I’ve been reading Clay Shirky a long time. He’s definitely a smart guy who likes to think a lot. One thing reading him over the years has taught me is that he’s not a particularly big fan of TV. He probably can’t come right out and say he hates it, because TV is his friend when it comes to selling books and sometimes TV people pay him to think. Nonetheless he is not a big fan of TV wasting countless hours of our time.
He recently wrote another post about TV, this time about the collapse of the business model. Clay has a way he envisions certain aspects will work out, but I think that way syncs up both with how he thinks they should work out as well as how he wants it to work out. But he uses numbers in a completely illegitimate fashion when he writes this:
The most watched minute of video made in the last five years shows baby Charlie biting his brother’s finger. (Twice!) That minute has been watched by more people than the viewership of American Idol, Dancing With The Stars, and the Superbowl combined. (174 million views and counting.)
So this isn’t to take anything away from the millions of viewers worldwide who have seen baby Charlie, (or for that matter, from the rest of Clay’s essay) but:
- those are worldwide numbers. Billions of people have Internet access. Only 300 million or so of them live in the United States so it’s a bad comparison right out of the gate.
- Shirky compares baby Charlie viewing to the average number of people who watched EVERY MINUTE of a Super Bowl, American Idol, or Dancing With the Stars and NOT the number of people in the USA who’d watched at least a minute of those shows; those numbers combined would blow baby Charlie away.
- he’s counting the number of streams started, not finished. He has no idea how many watched the full minute, how many were duplicates, etc.
- even if all 174 million streams were watched for a minute (56 seconds, actually), that’s still less than 174 million minutes of engagement. Just the January premiere of American Idol had almost three billion six hundred million minutes of engagement.
- the premiere of Dancing With the Stars had nearly 3 billion minutes of engagement.
- the Super Bowl? A freakish 21 billion, one hundred eighty-eight million, seven hundred and twenty-four thousand minutes of engagement.

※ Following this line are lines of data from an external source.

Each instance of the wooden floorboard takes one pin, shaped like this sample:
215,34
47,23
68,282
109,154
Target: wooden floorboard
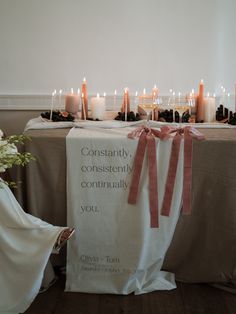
202,299
186,299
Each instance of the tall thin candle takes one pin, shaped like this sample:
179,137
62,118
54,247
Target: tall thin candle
200,103
85,99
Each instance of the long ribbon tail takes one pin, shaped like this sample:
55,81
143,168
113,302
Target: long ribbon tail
187,185
170,182
138,162
153,192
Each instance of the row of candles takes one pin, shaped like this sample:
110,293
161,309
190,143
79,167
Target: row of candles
206,106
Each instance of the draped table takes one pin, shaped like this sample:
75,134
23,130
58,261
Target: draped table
203,247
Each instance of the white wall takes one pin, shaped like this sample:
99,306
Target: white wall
47,44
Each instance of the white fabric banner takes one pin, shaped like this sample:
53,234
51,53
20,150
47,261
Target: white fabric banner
115,250
26,243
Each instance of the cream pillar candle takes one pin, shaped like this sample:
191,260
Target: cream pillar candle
209,104
72,102
98,107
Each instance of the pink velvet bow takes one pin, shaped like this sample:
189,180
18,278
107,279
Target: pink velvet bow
147,138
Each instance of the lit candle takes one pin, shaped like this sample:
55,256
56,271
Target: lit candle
154,92
114,100
126,103
169,98
72,102
85,99
98,107
135,102
52,105
60,93
200,103
83,113
228,100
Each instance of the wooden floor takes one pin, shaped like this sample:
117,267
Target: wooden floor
186,299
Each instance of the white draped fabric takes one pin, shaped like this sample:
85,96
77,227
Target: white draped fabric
26,243
116,250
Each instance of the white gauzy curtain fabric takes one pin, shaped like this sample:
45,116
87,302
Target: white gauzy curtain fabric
26,243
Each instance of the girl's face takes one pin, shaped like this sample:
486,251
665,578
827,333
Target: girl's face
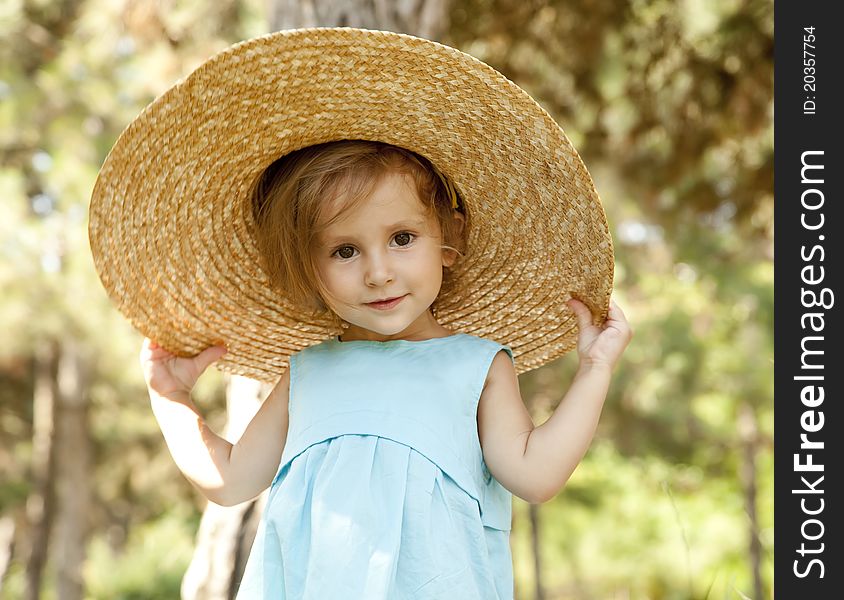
381,264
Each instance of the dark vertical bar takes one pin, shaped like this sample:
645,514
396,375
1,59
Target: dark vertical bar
808,101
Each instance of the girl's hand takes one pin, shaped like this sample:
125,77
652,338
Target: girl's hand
601,344
167,374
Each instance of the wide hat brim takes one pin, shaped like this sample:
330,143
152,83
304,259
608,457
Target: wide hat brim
171,226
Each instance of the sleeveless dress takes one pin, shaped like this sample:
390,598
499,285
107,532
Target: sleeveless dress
382,492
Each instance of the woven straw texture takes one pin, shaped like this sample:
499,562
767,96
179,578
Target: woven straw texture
171,222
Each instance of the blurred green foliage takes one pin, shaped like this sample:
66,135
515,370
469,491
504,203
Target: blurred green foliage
669,103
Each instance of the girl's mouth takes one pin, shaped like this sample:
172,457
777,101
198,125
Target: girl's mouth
386,304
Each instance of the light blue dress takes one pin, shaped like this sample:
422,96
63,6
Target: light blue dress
382,492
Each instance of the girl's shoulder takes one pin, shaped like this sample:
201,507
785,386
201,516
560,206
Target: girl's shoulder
455,346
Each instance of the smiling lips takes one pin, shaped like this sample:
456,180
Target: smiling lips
385,304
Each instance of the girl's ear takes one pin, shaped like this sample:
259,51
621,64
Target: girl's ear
450,254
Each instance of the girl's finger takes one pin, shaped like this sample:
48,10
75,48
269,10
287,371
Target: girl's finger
581,311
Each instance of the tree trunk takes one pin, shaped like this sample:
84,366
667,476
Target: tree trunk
226,534
748,432
7,545
533,511
73,474
41,502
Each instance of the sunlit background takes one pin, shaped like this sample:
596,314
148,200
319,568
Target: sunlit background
669,104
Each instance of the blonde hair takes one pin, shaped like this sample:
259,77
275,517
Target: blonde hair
289,198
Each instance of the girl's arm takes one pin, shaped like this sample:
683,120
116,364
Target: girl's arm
225,473
535,462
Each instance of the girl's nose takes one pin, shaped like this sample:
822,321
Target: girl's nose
378,271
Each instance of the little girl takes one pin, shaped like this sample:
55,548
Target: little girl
392,447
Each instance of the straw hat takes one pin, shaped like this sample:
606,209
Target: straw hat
171,223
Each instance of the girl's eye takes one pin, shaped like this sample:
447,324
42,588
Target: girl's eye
345,252
403,239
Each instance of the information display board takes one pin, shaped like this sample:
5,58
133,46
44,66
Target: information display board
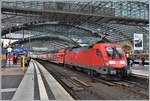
138,41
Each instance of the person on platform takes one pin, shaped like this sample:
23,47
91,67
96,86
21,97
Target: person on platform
143,60
15,59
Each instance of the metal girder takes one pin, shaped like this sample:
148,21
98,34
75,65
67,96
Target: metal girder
65,11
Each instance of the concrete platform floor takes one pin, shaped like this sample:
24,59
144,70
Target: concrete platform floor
11,77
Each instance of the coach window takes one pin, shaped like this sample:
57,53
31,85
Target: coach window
98,53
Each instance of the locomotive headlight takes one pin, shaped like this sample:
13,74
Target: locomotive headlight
111,62
122,62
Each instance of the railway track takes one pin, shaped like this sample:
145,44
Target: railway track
78,89
84,90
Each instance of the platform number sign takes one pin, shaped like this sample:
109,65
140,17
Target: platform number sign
138,41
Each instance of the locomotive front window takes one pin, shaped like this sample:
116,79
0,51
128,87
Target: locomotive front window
119,51
110,51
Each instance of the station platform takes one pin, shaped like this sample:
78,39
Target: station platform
140,70
34,84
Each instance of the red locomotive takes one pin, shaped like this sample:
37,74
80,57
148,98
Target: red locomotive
100,58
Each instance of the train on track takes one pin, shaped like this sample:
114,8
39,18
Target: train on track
98,59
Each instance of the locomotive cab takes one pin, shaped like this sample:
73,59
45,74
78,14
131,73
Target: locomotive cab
114,60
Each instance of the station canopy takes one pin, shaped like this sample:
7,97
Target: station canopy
65,23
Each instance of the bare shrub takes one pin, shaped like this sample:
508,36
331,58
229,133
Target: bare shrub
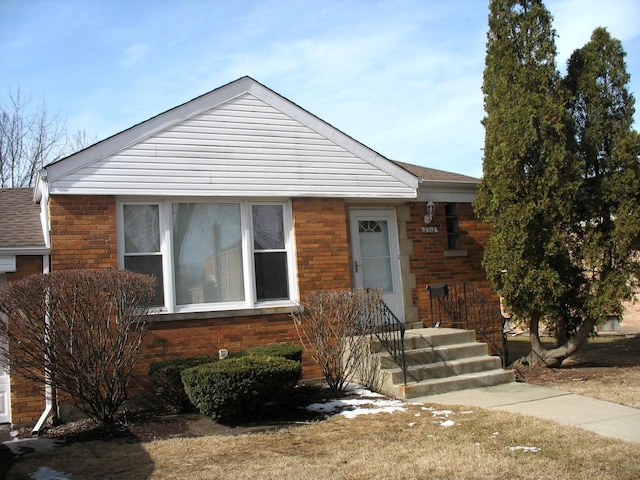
84,328
335,328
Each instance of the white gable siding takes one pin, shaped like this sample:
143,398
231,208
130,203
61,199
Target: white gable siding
243,147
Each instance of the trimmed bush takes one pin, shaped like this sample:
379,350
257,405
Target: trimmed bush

- in fairness to Charlie, I’m sure he’s logged another few million views outside of the primary version on YouTube (now 175 million views and counting.)
Sorry, baby Charlie, you’re not even in the discussion.
Update: Scott calls me out below in the comments for duplicate counting. It’s true that there is some duplication (and sadly, I have no way of accounting exactly for it, I’m not sure if even Nielsen could) between the Super Bowl, American Idol, and Dancing With the Stars. Some people who watched the Super Bowl certainly watched the Dancing With the Stars premiere, etc.
The Super Bowl reached over 153 million viewers in the USA alone, who watched at least part of it. That doesn’t count any of the viewing outside the USA. Scott also suggests the same thing Clay tries to that the 175 million (and growing) views of Charlie the baby are completely unduplicated. They are not.